GM, Ford Motor Co. and DaimlerChrysler AG were disappointed their request for $500 million in federal funds over five years for research into advanced batteries was not mentioned during the State of the Union. It is not likely to be part of the president's budget request set to be unveiled Monday.
It seems the president, for all his plug-in promotion, isn't allocating dollars commensurate with his rhetoric. Energy Washington Week reports PHEVs getting short shrift:
Although increased attention is being paid to the technology, it is not sure how much support the president will lend PHEV in the 2008 budget. The White House says hybrid funding will be higher than last year's budget request but would not elaborate.
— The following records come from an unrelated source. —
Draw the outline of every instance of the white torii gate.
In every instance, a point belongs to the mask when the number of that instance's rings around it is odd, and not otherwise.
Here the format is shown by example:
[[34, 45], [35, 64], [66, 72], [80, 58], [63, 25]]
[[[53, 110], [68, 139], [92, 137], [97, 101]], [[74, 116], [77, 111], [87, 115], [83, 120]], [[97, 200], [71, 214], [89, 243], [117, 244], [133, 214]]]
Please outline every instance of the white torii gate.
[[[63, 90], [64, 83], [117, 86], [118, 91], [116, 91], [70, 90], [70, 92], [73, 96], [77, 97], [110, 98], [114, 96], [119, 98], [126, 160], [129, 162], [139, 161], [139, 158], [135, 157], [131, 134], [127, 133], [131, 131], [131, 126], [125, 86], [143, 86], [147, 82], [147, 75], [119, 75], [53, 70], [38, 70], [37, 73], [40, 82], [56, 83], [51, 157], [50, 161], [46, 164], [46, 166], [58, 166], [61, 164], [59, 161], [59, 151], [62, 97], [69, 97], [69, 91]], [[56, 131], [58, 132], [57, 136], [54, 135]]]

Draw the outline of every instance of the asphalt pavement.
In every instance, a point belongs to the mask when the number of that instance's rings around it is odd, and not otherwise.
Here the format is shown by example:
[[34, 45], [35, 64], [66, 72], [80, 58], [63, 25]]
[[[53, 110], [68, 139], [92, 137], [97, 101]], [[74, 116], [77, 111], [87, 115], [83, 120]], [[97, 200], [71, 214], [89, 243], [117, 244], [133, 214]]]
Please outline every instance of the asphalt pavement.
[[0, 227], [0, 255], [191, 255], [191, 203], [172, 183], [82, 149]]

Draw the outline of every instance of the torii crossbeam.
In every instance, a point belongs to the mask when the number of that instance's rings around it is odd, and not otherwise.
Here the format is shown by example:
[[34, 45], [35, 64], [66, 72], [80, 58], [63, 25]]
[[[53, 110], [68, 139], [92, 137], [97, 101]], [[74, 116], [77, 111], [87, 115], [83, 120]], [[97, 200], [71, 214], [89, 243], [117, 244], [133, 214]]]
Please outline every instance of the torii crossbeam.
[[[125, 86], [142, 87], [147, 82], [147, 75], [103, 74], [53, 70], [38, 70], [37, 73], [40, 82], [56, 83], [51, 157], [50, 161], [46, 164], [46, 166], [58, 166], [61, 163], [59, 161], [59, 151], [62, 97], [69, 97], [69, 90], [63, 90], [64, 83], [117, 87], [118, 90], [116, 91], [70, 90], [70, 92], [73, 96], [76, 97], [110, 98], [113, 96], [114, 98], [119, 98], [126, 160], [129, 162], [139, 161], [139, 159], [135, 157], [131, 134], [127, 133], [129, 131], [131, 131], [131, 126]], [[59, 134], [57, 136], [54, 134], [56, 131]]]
Hydrogen and fuel-cell vehicle R&D still comprise the lion's share of the current 2006 budget, an allocation that critics said was to the detriment of other vehicle programs, including advanced battery development. The earmarks attached to the hydrogen initiative, alone, were enough to place other DOE programs in jeopardy, these critics warned.
Proof:
Energy Department grants -- to the tune of about $44 million -- funded just over half of Ford's plug-in hydrogen fuel cell vehicle unveiled last week in Washington.
A Tesla Roadster for every member of Congress would have been a better use of the money.

Tuesday, January 30, 2007

A Jewish Electric Car?

A report from IsraelNationalNews.com out of Davos reports on talks to build electric cars in Israel.
At the just-ended World Economic Forum in Davos, Switzerland, Shimon Peres held informal talks about building an electric-car factory in Israel with representatives of Toyota and Renault.

It's about time. If there's one country that ought to have long ago developed a domestic electric car industry it is Israel. No oil of its own should be reason enough. Every drop purchased on the international markets propping up its sworn enemies should be reason enough. Not very far to drive in this very small country should be reason enough. Lots of high tech brainpower should be reason enough. Dayenu.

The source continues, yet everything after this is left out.